フランスのAGTは、地方都市の地下鉄を、トンネル径を小さくすることにより低コストで建設することをコンセプトとして開発され、レンヌ、トゥールーズ、リヨンの3都市に6路線の地下鉄が建設されています。
日本のAGT路線は、大きく分けて2種類の形態に分けることができます。
一つは、ポートライナー、六甲ライナー、ニュートラム、シーサイドライン、ゆりかもめ、ピーチライナーのような人工島や埋め立て地、そしてニュータウンなどと主要鉄道駅を結ぶ軌道系交通、もう一つは、酷い渋滞を引き起こしているバス路線を軌道系交通によって通勤通学の定時性、速達性を確保するための路線で、アストラムライン、日暮里・舎人ライナーがそれにあたります。

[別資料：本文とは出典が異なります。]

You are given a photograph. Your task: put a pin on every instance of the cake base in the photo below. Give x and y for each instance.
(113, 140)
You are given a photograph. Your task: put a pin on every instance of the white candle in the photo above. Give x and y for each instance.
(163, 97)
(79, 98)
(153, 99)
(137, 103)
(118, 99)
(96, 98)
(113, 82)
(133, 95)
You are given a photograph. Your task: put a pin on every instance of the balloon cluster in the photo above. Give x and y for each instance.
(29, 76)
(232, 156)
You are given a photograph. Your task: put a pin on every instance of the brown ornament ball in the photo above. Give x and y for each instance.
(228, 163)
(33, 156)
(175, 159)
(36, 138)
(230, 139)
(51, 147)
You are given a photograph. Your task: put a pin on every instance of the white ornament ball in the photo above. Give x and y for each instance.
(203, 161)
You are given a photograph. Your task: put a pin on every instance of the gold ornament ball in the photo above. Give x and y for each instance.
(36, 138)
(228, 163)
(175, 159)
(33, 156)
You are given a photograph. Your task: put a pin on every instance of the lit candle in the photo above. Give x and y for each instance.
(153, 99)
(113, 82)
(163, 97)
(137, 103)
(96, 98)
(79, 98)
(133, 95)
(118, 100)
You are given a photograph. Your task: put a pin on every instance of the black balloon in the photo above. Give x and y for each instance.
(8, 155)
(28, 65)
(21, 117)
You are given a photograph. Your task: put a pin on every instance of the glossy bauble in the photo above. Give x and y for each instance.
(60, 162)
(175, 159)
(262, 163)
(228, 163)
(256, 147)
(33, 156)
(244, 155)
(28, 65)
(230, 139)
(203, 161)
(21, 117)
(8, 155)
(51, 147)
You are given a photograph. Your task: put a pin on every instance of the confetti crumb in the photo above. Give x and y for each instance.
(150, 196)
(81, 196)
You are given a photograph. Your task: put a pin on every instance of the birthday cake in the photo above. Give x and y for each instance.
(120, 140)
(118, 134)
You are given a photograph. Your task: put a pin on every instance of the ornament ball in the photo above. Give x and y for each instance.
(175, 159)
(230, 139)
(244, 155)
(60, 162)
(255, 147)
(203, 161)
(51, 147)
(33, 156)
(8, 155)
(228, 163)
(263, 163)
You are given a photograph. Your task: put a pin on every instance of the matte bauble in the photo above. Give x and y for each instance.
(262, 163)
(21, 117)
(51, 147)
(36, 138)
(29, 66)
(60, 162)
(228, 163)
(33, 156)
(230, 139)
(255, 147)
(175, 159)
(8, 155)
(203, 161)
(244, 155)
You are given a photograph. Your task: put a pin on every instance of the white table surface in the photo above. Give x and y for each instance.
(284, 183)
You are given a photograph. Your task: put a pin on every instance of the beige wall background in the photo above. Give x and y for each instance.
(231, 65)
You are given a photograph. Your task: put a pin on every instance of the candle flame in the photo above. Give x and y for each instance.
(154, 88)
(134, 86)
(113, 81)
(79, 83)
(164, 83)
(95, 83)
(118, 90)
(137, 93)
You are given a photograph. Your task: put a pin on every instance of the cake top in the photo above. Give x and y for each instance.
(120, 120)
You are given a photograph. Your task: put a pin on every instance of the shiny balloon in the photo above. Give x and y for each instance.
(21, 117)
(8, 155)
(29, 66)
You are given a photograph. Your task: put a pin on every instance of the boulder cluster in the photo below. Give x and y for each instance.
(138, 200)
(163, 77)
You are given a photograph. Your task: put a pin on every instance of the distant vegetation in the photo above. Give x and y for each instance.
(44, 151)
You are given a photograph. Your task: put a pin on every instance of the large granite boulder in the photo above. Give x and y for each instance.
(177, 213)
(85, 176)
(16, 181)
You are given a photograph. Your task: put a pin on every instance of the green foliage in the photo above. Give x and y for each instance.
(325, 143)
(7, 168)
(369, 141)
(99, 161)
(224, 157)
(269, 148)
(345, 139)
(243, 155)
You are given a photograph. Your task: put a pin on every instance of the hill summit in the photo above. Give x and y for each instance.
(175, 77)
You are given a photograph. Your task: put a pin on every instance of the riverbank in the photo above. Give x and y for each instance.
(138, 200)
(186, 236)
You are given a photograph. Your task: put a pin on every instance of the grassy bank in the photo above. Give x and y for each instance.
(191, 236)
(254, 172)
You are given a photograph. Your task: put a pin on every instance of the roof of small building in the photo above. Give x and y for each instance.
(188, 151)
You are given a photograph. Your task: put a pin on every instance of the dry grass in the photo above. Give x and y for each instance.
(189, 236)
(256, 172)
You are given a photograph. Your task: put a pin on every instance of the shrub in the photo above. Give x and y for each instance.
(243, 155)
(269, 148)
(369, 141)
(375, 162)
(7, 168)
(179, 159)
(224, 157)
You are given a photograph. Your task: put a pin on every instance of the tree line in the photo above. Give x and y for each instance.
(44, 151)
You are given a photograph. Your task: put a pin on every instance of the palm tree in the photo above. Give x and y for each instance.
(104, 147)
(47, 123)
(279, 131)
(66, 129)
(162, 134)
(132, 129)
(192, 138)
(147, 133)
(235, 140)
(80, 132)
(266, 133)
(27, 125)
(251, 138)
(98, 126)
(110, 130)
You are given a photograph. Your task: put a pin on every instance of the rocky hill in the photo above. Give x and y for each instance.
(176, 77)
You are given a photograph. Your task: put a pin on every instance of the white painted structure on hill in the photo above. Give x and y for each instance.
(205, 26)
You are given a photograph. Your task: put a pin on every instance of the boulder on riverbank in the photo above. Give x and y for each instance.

渋滞解消を目的とした路線は、渋滞を引き起こしている道路の中央分離帯に支柱を立ててその上に軌道が載っていますが、人工島や埋め立て地の路線は、道路だけでなく、公園や広場など総合的な都市計画に基づきルートが計画されているのが特長です。
2.実路線のパターン化とその割合
日本では廃線になったピーチライナーを含めて全部で11のAGT路線が建設されましたが、1985年開業の西武山口線は西武の遊園地、ゴルフコースに沿った路線であること、1983年開業のニューシャトルは新幹線と軌道構造を共有している点などからこの2路線は除外し、今回の検討の対象路線は全部で9路線としています。
軌道位置をパターン化すると、
1.自動車道の中央分離帯に柱を立て、その上に軌道を設置したもの
2.自動車道の片方の歩道の外側に柱を立て、その上に軌道を設置したもの
3.護岸工事がなされた川沿い、海岸沿いに柱を立て、その上に軌道を設置したもの
4.団地内、公園内、広場内に柱を立て、その上に軌道を設置したもの
5.専用の高架橋をもつもの
以上5パターンで駅間軌道数を数え比較した結果を表1に示します。
対象9路線の全駅間数は99あります。そのうち中央分離帯に柱を立てて軌道を配置する(アストラムは3区間が地下)日本のAGTのコンセプトに沿った軌道は61あり、62%を占めます。その次に多いのが歩道脇に柱を立てて軌道を設置する方法で22%を占め、合計で84%が道路沿いに建設されていることがわかります。
3.渋滞解消を目的とした路線
2008年に開業した日本で最も新しいAGTである日暮里・舎人ライナーは、前述したAGTのコンセプト通りに、尾久橋通りの中央分離帯の上に柱を立ててその上に13駅、9.7㎞の高架軌道が敷かれています。荒川を渡る区間だけ、専用の橋を建設したので尾久橋通りからそれますが、それ以外はコンセプト通りです。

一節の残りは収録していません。